The structural problem: curated sets encode the inputs you thought of. Real user traffic encodes the inputs you didn't. A customer service bot tested on customer_name: "Alice" may behave differently on customer_name: "张伟" — not because of any intent in the code, but because the training data distribution created an implicit coupling the developer never considered. A classifier tested with the question "What is the refund policy?" may behave differently on the semantically identical "Can I get a refund?" — not because the intent is different, but because the lexical surface is.

Property-based testing inverts the model. Instead of asserting f(input_1) == expected_1, you assert a universal invariant: f(transform(input)) should satisfy property P for all generated input. The framework generates thousands of inputs and tries to falsify your property. When it does, it shrinks the counterexample to the minimal failing case.

For deterministic software, this is already powerful. For LLM-backed software, it is arguably more necessary — and more challenging to implement correctly.

What "Properties" Mean for Non-Deterministic Text Outputs

The standard objection is that LLM outputs are non-deterministic strings with no single correct answer. You cannot assert output == expected_string. This is true, and it misses the point.

Properties for LLM outputs are not equality assertions. They are invariants about the relationship between inputs and outputs, or about structural characteristics of outputs.

Structural conformance is the easiest entry point. Output must be valid JSON. Output must contain required fields. Response must match a declared schema. These are binary, deterministic, and catch a high fraction of regressions after model or prompt changes. They require zero LLM calls to evaluate — just a schema validator.
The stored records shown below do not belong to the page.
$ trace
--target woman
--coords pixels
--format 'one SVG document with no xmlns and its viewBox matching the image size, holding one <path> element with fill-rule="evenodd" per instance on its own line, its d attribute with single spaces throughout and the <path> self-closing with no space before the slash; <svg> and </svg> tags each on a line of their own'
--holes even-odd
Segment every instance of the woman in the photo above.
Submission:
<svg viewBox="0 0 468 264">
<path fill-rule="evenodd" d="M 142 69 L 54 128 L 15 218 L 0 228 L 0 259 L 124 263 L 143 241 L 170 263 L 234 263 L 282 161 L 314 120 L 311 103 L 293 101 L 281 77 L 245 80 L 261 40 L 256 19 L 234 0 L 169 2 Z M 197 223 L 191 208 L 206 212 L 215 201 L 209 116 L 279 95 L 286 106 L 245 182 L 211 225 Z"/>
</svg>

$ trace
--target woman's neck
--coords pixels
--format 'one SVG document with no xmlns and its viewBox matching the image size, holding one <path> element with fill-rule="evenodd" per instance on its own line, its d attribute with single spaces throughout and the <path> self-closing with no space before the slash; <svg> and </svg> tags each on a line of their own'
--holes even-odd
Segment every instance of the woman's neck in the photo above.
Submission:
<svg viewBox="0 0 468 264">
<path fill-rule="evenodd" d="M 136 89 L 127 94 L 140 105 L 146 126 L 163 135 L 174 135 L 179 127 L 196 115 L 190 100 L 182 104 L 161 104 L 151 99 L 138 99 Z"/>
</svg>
Semantic invariance is the most powerful class. Define a transformation T of the input such that the output should satisfy a known relationship. Examples:

  • Equivalence under paraphrase: "What is your return policy?" and "How do I return a product?" should yield equivalent answers. Test with cosine similarity ≥ 0.8 between embeddings of both outputs.
  • Demographic invariance: Swapping customer_name: "Michael" for customer_name: "Wei" in a non-gendered scenario should not change the sentiment or outcome of the response.
  • Order invariance: Reordering facts presented in a prompt should not change the conclusion. A model that reaches different answers based on which supporting document it sees first — when all documents say the same thing — is exhibiting order sensitivity that will cause unpredictable production behavior.
  • Addition invariance: Adding irrelevant padding text should not flip a classification.

A 2026 study tested seven models with eight semantic-preserving transformations across reasoning problems. The best model (30B parameters) violated semantic invariance 20.4% of the time. The worst violated it 73% of the time. More strikingly, the 30B model significantly outperformed models with ten to a hundred times more parameters on this axis. Scale is not a reliable proxy for semantic robustness — a finding invisible to capability benchmarks.

Monotonicity is applicable to confidence or quality scores: adding more relevant evidence should not decrease answer quality. If your system provides a confidence score, adding a second corroborating source should not lower it.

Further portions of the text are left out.